Di empezaba a entender por qué la mujer se abstenía de acudir a la pagoda. ¿Guardaba eso alguna relación con su investigación?
– Tengo que saber qué le ha ocurrido para recetarle una medicación adecuada -aseguró.
Impresionada por el diagnóstico, la alcahueta se lanzó a relatar los hechos. Su «hija» no pretendía conservar el bebé, pero las pociones abortivas habían fracasado y la vieja sospechaba que no las había tomado correctamente. Si nacía una niña, podrían educarla para que tomara el relevo dentro de unos quince años. Pero si era un chico, lo abandonarían para que se convirtiera en bonzo, soldado o eunuco, en el mejor de los casos.

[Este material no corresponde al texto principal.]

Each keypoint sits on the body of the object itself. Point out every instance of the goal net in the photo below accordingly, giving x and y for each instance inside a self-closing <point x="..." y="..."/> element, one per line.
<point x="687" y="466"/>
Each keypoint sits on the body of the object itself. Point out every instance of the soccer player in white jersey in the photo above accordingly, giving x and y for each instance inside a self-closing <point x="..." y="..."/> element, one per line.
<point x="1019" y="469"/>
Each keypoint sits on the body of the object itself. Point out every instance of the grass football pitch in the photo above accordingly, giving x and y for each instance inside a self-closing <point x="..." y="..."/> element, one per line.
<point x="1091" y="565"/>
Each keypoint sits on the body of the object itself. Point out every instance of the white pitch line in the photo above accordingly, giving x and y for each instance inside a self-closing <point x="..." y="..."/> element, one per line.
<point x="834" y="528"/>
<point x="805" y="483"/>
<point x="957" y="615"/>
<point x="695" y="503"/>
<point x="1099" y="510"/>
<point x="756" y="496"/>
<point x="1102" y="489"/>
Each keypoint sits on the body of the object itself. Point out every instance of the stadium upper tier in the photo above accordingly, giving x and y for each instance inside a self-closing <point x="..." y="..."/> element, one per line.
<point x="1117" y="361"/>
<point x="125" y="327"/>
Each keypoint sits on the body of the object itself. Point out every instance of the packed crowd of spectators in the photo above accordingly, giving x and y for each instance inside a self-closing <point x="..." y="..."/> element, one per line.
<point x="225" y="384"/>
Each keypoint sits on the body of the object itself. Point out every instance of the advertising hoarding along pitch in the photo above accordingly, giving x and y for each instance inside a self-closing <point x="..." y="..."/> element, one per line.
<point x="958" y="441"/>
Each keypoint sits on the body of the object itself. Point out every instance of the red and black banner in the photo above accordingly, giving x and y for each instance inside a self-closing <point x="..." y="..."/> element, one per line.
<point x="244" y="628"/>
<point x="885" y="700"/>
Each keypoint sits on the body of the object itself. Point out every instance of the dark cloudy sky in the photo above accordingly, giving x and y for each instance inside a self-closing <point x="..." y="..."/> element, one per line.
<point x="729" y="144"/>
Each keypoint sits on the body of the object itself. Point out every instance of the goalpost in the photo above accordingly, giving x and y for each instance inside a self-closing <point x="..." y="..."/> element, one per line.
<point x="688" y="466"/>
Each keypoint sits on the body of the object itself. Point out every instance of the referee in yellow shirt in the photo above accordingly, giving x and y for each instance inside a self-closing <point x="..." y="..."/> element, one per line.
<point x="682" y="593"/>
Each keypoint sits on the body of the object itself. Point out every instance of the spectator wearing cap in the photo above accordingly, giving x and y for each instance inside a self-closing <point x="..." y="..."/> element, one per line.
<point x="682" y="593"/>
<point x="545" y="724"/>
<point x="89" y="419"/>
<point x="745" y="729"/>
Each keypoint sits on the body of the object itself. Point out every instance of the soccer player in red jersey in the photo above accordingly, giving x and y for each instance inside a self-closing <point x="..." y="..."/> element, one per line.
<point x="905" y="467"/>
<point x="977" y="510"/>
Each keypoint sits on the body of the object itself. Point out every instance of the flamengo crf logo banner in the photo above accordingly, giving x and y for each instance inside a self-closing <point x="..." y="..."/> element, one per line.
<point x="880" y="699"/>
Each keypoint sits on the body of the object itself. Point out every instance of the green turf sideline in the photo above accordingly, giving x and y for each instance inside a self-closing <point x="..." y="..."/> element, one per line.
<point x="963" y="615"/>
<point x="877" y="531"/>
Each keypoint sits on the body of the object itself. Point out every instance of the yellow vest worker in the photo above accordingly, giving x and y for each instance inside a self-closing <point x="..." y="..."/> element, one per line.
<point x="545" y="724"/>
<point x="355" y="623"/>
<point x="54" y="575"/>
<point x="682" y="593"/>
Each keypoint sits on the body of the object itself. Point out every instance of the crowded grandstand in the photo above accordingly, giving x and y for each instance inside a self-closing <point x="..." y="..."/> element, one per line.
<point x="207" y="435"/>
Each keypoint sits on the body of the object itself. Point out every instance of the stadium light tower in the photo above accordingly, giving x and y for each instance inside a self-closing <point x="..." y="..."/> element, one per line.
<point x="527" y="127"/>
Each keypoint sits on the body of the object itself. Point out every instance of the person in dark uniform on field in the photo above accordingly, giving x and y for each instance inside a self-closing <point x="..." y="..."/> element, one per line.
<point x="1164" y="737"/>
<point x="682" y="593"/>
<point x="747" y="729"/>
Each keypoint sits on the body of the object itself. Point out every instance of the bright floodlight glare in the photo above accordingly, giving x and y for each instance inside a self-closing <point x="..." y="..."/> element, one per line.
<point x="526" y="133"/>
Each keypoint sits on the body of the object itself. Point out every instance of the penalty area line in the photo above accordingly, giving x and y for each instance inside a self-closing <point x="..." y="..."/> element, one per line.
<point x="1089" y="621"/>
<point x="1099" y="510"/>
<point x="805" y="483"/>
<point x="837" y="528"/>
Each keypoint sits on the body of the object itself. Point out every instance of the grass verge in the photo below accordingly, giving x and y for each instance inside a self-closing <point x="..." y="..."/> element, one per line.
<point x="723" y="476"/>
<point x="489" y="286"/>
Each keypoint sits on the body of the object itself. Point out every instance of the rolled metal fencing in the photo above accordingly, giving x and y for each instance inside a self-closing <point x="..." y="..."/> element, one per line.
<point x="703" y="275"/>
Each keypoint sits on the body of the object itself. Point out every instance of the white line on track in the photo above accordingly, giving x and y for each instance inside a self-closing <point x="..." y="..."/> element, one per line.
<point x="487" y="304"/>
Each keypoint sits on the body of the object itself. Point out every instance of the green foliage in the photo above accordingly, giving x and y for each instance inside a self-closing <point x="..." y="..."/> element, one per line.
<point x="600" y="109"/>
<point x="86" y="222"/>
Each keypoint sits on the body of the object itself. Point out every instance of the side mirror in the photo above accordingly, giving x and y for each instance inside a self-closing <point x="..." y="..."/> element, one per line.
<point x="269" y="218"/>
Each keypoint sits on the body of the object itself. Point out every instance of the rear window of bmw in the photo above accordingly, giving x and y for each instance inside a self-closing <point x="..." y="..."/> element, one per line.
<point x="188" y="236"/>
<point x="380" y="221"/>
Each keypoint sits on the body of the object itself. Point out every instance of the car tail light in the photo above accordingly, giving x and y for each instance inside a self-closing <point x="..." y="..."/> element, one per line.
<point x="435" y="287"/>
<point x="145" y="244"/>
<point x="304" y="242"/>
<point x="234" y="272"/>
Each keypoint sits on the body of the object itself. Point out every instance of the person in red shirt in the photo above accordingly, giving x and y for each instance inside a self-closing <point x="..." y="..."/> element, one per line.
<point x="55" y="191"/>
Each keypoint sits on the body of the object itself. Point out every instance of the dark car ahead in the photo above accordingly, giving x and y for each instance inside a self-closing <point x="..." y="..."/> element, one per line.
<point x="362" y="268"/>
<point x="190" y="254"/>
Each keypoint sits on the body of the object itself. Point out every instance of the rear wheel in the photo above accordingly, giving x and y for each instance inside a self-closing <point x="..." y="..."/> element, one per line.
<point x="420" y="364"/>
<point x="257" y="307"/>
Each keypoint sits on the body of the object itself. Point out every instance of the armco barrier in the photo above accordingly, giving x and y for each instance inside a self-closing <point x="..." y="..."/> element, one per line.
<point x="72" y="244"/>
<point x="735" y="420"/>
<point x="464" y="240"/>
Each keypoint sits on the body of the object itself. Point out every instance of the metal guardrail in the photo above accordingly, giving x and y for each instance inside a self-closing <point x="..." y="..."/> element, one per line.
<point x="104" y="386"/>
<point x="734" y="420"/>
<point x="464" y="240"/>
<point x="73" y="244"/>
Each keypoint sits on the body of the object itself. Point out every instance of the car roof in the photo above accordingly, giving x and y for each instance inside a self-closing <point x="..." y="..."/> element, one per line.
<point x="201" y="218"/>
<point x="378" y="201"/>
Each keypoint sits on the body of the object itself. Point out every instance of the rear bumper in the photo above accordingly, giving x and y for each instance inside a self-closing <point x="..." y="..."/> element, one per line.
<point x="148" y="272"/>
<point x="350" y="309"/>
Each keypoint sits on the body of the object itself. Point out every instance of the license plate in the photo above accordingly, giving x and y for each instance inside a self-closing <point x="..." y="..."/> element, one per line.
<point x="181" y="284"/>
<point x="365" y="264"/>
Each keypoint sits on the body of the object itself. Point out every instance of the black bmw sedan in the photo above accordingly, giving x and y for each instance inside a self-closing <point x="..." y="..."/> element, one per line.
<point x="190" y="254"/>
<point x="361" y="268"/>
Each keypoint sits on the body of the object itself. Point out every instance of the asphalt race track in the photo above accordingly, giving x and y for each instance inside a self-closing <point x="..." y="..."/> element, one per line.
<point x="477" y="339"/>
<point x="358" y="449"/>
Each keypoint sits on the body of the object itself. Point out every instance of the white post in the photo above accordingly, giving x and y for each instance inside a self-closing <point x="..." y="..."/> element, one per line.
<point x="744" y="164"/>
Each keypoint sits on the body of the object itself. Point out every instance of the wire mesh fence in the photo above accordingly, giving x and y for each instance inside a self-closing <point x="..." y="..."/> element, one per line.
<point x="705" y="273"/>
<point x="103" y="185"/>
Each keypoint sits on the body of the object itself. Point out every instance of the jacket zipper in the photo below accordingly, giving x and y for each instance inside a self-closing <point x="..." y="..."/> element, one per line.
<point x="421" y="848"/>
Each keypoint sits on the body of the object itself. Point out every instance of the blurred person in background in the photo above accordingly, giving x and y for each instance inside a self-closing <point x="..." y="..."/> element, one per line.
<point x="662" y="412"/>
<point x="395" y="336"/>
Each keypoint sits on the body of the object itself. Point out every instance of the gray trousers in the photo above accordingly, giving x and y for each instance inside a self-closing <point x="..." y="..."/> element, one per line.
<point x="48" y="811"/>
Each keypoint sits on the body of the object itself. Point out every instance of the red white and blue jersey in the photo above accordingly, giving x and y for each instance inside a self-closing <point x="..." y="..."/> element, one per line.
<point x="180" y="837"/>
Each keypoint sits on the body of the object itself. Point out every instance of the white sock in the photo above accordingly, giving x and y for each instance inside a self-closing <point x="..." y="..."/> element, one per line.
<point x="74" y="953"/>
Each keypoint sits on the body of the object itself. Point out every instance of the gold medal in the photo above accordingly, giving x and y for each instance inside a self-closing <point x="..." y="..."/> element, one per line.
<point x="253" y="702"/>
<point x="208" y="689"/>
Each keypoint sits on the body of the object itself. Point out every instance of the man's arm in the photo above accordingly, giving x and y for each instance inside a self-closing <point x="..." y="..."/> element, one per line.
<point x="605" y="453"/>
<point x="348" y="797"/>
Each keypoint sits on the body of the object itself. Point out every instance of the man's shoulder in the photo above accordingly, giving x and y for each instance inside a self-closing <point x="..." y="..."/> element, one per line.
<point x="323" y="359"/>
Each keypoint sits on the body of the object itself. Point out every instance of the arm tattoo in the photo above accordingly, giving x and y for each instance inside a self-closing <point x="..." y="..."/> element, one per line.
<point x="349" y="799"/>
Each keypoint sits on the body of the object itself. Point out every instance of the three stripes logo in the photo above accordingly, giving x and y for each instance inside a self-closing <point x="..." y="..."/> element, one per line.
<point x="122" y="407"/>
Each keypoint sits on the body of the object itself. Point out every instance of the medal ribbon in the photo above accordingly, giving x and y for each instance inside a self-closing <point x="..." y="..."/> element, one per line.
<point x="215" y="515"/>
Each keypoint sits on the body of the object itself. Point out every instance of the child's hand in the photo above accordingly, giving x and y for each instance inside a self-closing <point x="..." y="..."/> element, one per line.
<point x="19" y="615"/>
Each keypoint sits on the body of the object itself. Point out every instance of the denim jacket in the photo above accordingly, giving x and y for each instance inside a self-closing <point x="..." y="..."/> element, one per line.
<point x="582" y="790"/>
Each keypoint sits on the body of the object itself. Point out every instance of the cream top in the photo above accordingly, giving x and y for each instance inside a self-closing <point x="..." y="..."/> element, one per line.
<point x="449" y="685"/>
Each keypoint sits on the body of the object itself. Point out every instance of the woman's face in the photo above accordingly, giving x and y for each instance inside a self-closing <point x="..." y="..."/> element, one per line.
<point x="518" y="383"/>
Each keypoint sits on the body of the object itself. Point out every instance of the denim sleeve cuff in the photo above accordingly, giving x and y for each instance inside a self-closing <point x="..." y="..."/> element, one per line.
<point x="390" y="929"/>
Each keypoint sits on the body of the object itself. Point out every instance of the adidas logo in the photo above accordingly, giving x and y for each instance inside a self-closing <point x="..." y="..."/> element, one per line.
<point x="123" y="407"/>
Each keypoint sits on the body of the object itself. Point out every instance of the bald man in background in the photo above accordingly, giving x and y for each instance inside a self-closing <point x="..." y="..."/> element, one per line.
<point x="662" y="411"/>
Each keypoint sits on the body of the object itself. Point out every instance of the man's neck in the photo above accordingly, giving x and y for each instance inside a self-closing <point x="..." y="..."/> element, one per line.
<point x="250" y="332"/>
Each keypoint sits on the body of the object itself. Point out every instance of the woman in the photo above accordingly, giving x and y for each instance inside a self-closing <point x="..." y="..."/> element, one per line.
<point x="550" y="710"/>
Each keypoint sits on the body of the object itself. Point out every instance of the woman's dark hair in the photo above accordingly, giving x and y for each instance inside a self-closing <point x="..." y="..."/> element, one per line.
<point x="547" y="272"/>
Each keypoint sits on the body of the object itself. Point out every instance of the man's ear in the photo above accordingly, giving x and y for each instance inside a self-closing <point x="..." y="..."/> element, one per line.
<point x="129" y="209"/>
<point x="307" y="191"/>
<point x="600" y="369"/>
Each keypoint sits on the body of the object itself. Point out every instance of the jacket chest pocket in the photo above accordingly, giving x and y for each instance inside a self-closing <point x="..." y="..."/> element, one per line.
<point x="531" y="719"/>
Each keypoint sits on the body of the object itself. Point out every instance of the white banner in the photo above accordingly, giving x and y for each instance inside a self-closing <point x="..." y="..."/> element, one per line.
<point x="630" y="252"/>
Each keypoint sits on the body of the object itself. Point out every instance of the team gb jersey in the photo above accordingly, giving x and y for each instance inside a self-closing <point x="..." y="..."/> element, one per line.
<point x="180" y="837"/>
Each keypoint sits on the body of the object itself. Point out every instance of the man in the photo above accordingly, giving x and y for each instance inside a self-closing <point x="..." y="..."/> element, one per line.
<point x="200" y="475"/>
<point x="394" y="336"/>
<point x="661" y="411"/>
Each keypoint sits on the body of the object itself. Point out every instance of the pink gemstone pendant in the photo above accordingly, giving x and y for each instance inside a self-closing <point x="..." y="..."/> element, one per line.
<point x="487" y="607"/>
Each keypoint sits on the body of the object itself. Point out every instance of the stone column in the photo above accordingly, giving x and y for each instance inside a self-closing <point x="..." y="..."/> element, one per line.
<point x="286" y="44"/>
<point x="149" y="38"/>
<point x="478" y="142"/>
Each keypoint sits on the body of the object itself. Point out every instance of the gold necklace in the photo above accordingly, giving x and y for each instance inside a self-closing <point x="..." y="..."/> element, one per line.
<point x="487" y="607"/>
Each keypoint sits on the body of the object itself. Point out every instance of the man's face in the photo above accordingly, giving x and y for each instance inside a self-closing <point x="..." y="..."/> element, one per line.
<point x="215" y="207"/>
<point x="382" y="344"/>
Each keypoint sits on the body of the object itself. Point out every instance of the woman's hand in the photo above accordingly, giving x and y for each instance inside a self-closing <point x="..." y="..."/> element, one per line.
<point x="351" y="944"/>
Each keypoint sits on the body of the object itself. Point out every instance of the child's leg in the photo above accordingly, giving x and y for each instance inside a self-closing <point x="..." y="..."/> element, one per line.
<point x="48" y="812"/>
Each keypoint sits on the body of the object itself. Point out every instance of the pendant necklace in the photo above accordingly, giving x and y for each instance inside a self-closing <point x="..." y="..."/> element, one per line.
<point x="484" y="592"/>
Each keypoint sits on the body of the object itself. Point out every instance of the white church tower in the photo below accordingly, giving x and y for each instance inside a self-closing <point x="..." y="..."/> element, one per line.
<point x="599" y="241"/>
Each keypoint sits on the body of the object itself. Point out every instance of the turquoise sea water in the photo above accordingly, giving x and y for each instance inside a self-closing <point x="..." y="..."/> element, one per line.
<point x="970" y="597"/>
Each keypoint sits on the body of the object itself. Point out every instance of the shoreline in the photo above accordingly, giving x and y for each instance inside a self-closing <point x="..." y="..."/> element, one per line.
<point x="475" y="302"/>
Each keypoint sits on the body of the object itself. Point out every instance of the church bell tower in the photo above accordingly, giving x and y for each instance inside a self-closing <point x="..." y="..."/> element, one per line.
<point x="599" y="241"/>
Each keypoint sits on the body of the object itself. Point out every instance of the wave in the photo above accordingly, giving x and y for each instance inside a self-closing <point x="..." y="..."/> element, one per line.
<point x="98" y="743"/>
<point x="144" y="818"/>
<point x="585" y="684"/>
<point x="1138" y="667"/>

Di llegó a la conclusión de que no era la mujer que él buscaba. Choi Ki-Moon había escrito ya su receta.
– El niño desea vivir, y usted debe respetar su deseo o su hija morirá -le dijo a la anciana-. Envuelva las hojas medicinales en papel rojo y sedoso. Ponga a hervir la decocción a fuego lento, luego arrójela en vino de Shaoxing. Esta pócima evitará el riesgo de aborto natural y estimulará su sangre.